Target Paper: Hadley, R.F. & Hayward, M. (1995) Strong Semantic Systematicity from Unsupervised Connectionist Learning. In J.D. Moore and J.F. Lehman (Eds) Proceedings of the Seventeenth Annual Conference of the Cognitive Science Society (North American) , University of Pittsburgh, Lawrence Erlbaum Associates, 358-363.
Introduction
Following the claims of Fodor and Pylyshyn (1988) that connectionist models are incapable of demonstrating systematicity, several models have been proposed that achieve this requirement. Hadley (1994) subsequently showed that Fodor and Pylyshyn's definition was somewhat problematic, and has now proposed semantic systematicity as a more suitable criterion. Accordingly, Hadley and Hayward (1995) have proposed a model capable of displaying semantic systematicity. That is, given a range of input sentences, the model derives the appropriate internal representations for sentences with words being used in novel syntactic positions. For example, the network is able to form the appropriate representation for "Mary sees Bill", after previously seeing Bill only in the agent role.
The input data is derived from a simple recursive grammar, and all sentences are of the form "Noun Phrase-Verb-Noun Phrase", (with noun phrases possibly containing relative clauses). Importantly, all verbs used are direct, thus causing all phrases to be of the form Agent-Action-Patient. Furthermore, of the twelve nouns, eight appear only as either subject or object. All words are effectively represented as orthogonal unit vectors, and presented sequentially to the network. Although there is no real output from the model, the model can be evaluated by directly assessing the internal representation.
The networks consists of two distinct layers: an input layer much like the input layer of a standard MLP, and a semantic layer responsible for the internal representation. There are four types of nodes in the semantic layer - concept nodes, proposition nodes (p-nodes), binding nodes, and thematic site nodes. Proposition nodes form the basis of the representation. There are two distint types - a single master node, and three modifier p-nodes. The master p-node forms the overall base of the representation and if necessary, the modifier p-nodes are used as the basis of relative clauses.

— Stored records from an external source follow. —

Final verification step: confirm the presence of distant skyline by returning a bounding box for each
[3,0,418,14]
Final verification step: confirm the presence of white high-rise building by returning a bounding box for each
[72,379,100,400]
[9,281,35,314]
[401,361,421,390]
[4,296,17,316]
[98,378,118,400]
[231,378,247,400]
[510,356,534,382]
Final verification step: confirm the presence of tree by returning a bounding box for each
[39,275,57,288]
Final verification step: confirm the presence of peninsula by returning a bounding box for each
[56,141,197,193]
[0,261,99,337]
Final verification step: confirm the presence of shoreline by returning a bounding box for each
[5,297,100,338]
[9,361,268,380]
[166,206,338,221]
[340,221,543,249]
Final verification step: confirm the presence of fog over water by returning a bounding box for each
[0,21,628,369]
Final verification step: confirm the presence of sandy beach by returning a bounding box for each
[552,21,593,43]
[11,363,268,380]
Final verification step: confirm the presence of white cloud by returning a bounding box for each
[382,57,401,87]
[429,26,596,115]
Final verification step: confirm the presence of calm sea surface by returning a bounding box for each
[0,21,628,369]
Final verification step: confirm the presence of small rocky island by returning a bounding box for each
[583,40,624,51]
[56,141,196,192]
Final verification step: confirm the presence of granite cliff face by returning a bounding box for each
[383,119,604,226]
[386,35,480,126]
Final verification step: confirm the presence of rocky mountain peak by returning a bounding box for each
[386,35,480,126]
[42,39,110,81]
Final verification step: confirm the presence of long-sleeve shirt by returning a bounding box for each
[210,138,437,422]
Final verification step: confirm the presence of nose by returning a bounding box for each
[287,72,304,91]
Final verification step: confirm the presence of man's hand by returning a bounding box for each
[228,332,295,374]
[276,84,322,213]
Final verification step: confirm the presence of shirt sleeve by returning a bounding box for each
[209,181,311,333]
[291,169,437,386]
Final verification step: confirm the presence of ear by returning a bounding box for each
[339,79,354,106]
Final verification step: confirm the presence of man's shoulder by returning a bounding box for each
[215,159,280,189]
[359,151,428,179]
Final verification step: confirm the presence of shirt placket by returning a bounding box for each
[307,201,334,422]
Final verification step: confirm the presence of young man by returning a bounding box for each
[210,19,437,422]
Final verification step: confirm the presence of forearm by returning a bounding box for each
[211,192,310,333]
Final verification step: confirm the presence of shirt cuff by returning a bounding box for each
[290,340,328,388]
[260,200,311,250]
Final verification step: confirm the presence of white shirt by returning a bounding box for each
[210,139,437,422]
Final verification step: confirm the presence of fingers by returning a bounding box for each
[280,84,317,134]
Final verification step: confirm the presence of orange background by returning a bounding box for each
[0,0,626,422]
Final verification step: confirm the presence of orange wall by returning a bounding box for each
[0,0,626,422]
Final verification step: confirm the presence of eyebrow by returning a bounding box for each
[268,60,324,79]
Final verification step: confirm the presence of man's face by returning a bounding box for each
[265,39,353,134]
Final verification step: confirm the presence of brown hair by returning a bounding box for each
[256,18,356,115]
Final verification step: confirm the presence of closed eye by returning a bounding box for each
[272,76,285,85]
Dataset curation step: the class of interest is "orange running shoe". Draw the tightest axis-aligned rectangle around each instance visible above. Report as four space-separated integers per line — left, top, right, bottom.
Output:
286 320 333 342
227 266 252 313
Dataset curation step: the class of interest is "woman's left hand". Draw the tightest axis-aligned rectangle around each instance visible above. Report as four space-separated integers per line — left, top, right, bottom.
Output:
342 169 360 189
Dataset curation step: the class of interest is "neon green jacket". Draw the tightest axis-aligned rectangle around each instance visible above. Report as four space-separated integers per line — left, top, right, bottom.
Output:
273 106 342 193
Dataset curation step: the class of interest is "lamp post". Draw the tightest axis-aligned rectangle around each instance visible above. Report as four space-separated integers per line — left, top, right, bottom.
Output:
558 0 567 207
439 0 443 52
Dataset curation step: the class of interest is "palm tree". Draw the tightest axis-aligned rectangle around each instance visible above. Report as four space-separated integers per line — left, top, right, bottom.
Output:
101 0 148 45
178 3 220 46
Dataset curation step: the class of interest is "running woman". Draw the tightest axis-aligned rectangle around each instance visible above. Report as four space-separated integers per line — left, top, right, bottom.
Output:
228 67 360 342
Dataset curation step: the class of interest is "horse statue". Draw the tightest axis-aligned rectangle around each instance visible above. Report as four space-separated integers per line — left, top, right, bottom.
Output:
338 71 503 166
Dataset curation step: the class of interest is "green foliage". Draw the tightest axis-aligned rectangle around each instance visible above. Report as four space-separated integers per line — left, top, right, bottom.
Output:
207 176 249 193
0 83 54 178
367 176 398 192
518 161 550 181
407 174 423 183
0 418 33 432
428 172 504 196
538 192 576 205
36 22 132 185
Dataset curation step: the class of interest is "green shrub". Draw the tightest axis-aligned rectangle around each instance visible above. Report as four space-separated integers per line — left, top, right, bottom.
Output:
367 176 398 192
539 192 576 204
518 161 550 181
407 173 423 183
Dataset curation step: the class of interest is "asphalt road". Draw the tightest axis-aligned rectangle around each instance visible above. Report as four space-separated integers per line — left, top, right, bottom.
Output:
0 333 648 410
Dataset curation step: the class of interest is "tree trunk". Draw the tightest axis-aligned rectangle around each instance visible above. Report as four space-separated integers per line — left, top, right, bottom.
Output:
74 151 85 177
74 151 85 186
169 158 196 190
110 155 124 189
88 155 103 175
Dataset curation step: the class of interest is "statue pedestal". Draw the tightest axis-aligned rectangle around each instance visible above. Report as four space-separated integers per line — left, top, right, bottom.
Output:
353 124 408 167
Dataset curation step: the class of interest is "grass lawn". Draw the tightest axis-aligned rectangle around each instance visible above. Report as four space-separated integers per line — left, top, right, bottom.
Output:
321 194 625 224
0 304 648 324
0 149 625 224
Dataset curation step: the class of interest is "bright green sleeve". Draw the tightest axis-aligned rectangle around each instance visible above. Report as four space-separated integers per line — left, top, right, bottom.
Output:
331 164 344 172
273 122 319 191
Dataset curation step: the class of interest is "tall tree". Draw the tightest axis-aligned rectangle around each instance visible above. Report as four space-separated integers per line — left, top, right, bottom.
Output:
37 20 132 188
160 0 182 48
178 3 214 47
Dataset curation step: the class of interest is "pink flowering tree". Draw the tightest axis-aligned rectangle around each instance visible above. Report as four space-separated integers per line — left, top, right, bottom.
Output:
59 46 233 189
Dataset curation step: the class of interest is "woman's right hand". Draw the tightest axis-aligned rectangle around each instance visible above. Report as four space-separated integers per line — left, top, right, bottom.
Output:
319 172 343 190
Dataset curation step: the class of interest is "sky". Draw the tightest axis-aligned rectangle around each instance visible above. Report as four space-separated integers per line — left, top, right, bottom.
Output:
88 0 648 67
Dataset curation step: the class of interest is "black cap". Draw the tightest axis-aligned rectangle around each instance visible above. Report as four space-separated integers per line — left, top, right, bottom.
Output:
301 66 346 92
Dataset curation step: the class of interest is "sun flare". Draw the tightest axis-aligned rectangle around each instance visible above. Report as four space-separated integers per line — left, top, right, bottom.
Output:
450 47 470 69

The "core" of the p-nodes are attached to the input layer, and are also connected with weighted, trainable links to three thematic site nodes denoting the agent action and patient roles. Modifier p-nodes have an additional node, for binding relative clauses.
Concept nodes allow the representation of input words, and each of these is connected to the input layer with a trainable connection. Furthermore, each action concept is connected, via the binding nodes to each action theme site, and object concepts are similarly bound to agent and patient theme site. The representation in the semantic layer for "Jane sees Bill who likes Mary", is demonstrated in figure 1.

Weighted, trainable links exist between the input layer and the p-node cores and concept nodes of the semantic layer; and also between the p-node cores and each of its thematic site nodes. All training is done with a simple Hebbian algorithm.
If we consider the output of the system to be the resulting internal representation, then the success of the model on "novel" sentences closely addresses the cognitive task. Provided the network can successfully represent input sentences with words in novel syntactic positions, the model can be said to have achieved the cognitive goal - that of semantic systematicity.
Memory
Obviously the model needs to retain the structure of the current sentence. Additionally, the model must retain information on the general apparent structure of sentences. That is, it must know the agent-action-patient sequence of the grammar, and it must also recall that words that have appeared as subject, may also appear as object. Additionally, the network must learn which input word is associated with which concept (node), or the p-node core in the case of who.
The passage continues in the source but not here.